Nancy Updike

If Nancy Updike, award-winning producer of This American Life, had one message for her Dean’s Forum audience it was this:  in lawyering as in journalism, success lies in making people care.  “People are busy,” Updike explained.  “Just because I decide something is important doesn’t mean they will care.”

Updike discussed two basic techniques that she uses to craft the stories she tells on This American Life: setting the scene and showing, rather than telling, whenever possible.  Using clips from around the world, Updike demonstrated how good storytellers set the scene in a way that both conveys contextual information and “drags the listener into caring.”  They select scenes that are engaging, memorable, and revealing, even if it means revealing parts of themselves.  And above all, they care – enough to listen, to show interest, to ask questions beyond what they had prepared.  “My test for what’s compelling is simple,” Updike explained.  “What interests me enough to tell other people about it?”

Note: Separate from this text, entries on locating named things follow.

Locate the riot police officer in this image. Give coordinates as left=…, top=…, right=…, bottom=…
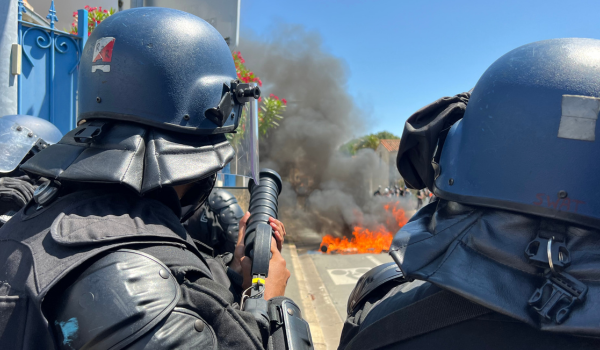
left=0, top=8, right=310, bottom=349
left=340, top=39, right=600, bottom=349
left=0, top=115, right=62, bottom=227
left=182, top=188, right=286, bottom=302
left=183, top=188, right=244, bottom=255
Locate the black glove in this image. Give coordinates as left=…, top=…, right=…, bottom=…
left=0, top=176, right=35, bottom=215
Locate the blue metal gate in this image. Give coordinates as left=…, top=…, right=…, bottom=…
left=18, top=0, right=88, bottom=134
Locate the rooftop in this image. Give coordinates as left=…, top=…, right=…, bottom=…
left=379, top=139, right=400, bottom=152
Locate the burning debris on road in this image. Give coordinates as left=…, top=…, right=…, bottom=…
left=319, top=201, right=408, bottom=254
left=240, top=25, right=414, bottom=254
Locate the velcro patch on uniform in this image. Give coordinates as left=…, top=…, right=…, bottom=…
left=558, top=95, right=600, bottom=141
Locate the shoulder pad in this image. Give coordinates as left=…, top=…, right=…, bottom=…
left=208, top=189, right=237, bottom=210
left=346, top=262, right=406, bottom=315
left=48, top=249, right=181, bottom=350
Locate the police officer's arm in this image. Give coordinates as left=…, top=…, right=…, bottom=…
left=229, top=212, right=290, bottom=299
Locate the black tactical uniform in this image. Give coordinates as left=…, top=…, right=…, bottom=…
left=183, top=189, right=244, bottom=255
left=0, top=115, right=62, bottom=227
left=339, top=39, right=600, bottom=350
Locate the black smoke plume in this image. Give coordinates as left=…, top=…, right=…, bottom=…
left=239, top=25, right=407, bottom=246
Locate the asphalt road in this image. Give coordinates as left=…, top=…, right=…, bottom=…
left=282, top=244, right=392, bottom=350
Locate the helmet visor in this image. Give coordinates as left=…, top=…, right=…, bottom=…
left=0, top=118, right=39, bottom=173
left=215, top=84, right=259, bottom=188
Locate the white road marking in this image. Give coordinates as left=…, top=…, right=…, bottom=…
left=327, top=267, right=371, bottom=286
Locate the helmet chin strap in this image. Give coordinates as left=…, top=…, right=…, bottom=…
left=174, top=174, right=217, bottom=222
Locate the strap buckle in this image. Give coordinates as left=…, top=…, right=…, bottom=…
left=525, top=233, right=571, bottom=272
left=73, top=122, right=106, bottom=143
left=528, top=272, right=588, bottom=324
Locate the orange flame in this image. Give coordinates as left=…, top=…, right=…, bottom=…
left=319, top=202, right=408, bottom=254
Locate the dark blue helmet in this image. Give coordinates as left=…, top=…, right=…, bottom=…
left=77, top=7, right=260, bottom=134
left=0, top=115, right=62, bottom=174
left=435, top=39, right=600, bottom=228
left=398, top=39, right=600, bottom=228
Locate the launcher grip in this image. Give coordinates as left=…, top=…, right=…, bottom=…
left=244, top=169, right=283, bottom=262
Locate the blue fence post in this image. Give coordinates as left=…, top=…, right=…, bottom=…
left=46, top=0, right=58, bottom=124
left=77, top=10, right=88, bottom=51
left=17, top=0, right=27, bottom=114
left=76, top=10, right=88, bottom=129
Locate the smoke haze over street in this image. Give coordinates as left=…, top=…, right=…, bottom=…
left=239, top=25, right=409, bottom=242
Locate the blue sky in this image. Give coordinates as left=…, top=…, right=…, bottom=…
left=241, top=0, right=600, bottom=135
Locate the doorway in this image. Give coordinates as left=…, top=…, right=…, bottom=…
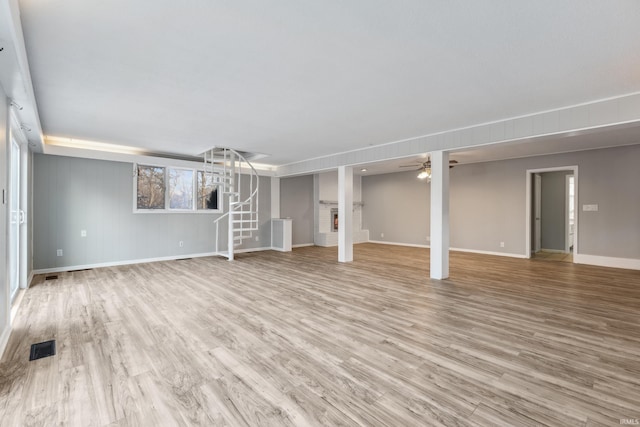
left=526, top=166, right=578, bottom=262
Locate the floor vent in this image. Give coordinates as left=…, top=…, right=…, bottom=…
left=29, top=340, right=56, bottom=361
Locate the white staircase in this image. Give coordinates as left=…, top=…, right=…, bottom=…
left=204, top=147, right=260, bottom=261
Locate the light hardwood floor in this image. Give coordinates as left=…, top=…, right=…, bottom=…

Updike offered a powerful example of her second technique, first playing a clip of an international authority discussing the future of Iraq in 2010 and then comparing it to one of civilian Iraqis sharing stories of the violence and fear that continued to shape their daily lives.  When asked how she “finds the story in the facts,” Updike replied that the most effective method is simply to “listen,” explaining that “if you show you’re interested, from there you get to put together a story that will make people care.”